Der Entwurf forciert, diese Sicherheitsbelange stärker zu berücksichtigen und bei der Abwägungsentscheidung mit größerem Gewicht einzubeziehen. Angesichts jüngster in Deutschland verübter Anschläge werde die Notwendigkeit laut Entwurfsbegründung besonders deutlich.

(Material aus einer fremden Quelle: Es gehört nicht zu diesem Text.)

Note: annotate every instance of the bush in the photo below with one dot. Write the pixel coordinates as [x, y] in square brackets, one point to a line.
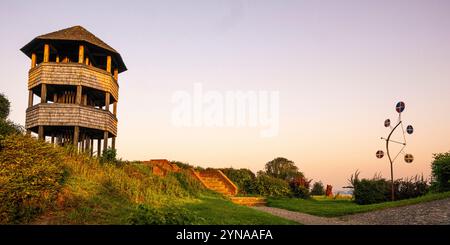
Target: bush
[170, 215]
[300, 187]
[30, 178]
[440, 171]
[378, 189]
[318, 189]
[368, 191]
[243, 178]
[266, 185]
[109, 156]
[410, 187]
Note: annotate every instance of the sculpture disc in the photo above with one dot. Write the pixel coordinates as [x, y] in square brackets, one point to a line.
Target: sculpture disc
[409, 129]
[409, 158]
[380, 154]
[400, 107]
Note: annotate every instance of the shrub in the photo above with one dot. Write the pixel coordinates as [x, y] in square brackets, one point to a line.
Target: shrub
[243, 178]
[440, 170]
[170, 215]
[300, 187]
[378, 189]
[266, 185]
[318, 189]
[109, 156]
[282, 168]
[410, 187]
[368, 191]
[30, 178]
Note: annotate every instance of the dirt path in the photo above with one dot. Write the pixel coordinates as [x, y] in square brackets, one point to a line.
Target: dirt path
[429, 213]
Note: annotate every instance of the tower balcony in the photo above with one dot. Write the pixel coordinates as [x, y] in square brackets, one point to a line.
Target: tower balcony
[53, 73]
[58, 114]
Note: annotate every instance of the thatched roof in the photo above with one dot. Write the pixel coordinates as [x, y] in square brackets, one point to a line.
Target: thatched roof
[74, 33]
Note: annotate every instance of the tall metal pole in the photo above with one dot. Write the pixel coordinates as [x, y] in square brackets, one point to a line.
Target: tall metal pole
[390, 160]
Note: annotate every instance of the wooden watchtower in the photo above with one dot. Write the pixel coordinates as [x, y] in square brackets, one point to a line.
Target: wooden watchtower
[75, 74]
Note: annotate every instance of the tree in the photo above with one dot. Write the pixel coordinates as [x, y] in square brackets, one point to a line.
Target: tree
[282, 168]
[318, 189]
[4, 107]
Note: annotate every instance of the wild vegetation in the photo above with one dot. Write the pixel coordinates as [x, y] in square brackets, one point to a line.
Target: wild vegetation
[281, 178]
[331, 207]
[46, 184]
[378, 189]
[440, 169]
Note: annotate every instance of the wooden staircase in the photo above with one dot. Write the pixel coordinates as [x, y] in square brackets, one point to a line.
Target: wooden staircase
[249, 201]
[216, 181]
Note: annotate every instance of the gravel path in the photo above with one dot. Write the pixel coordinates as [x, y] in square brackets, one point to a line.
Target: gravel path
[429, 213]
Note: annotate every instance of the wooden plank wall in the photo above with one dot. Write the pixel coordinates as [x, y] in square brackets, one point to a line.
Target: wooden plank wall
[57, 114]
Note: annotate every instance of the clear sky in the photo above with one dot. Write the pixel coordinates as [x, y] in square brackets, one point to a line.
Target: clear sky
[339, 67]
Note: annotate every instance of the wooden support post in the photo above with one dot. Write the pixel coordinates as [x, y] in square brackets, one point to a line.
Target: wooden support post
[105, 140]
[92, 147]
[30, 98]
[116, 74]
[108, 63]
[88, 145]
[79, 93]
[81, 54]
[107, 95]
[46, 53]
[82, 142]
[99, 147]
[76, 134]
[43, 93]
[113, 142]
[41, 133]
[33, 60]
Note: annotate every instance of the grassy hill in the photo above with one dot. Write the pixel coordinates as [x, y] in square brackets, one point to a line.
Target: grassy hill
[45, 184]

Aus diesem Grund sieht der Entwurf eine Änderung des § 6b Abs. 1 und 3 BDSG mit dem Ziel einer ausdrücklichen Festschreibung einer Gewichtungsvorgabe in der Abwägungsentscheidung bei Einrichtungen und Fahrzeugen des öffentlichen Personenverkehrs und öffentlich zugänglichen großflächigen Anlagen zum Schutz von Leben, Gesundheit oder Freiheit von dortig aufhältigen Personen und zur Erhöhung des Sicherheitsniveaus in Deutschland insgesamt vor.

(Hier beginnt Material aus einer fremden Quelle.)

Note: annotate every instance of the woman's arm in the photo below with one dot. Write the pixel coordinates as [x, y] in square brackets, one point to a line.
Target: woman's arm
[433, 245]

Die Bundesregierung hat am 23. Januar ihren Entwurf vorgelegt, der inhaltlich auf dieselbe Änderung abzielt, jedoch in der Formulierung klarstellt, dass der Schutz von Leben, Gesundheit oder Freiheit als ein besonders wichtiges Interesse gilt.

Am 27. Januar 2017 hat der Bundestag erstmals über den Gesetzentwurf debattiert. Gleichfalls in erster Lesung wurde über einen weiteren Gesetzentwurf der Bundesregierung „zur Verbesserung der Fahndung bei besonderen Gefahrenlagen und zum Schutz von Beamtinnen und Beamten der Bundespolizei durch den Einsatz von mobiler Videotechnik“ (18/10939) beraten.
Bundesinnenminister Dr. Thomas de Maizière betonte, Videotechnik sei kein Allheilmittel, „aber  auch kein Dämon“. Kameras leisteten einen besonderen Beitrag für mehr Sicherheit. „Sie helfen, Straftäter zu identifizieren, festzunehmen und zu bestrafen.“ Ebenfalls ließen sich Straftaten verhindern.
Die Fraktion die Linke wandte sich gegen die Ausweitung der Videoüberwachung. Der Gesetzentwurf bedeute eine flächendeckende Videoüberwachung und nicht nur eine Überwachung von Kriminalitätsschwerpunkten.
Ähnlich äußerte sich auch die Fraktion Bündnis 90/Die Grünen, die den Regierungsvorschlag als „Sicherheitspolitik ins Blaue hinein“ sehen. Man schaffe lediglich „gewaltige Datenberge“, deren Auswertung unter Umständen wochenlang dauere.
Die CDU/CSU bewertete die Gesetzentwürfe als sachlich notwendig, maßvoll und verhältnismäßig. Sie stellten einen „wesentlichen Schritt zur Verbesserung der Sicherheit in Deutschland“ dar.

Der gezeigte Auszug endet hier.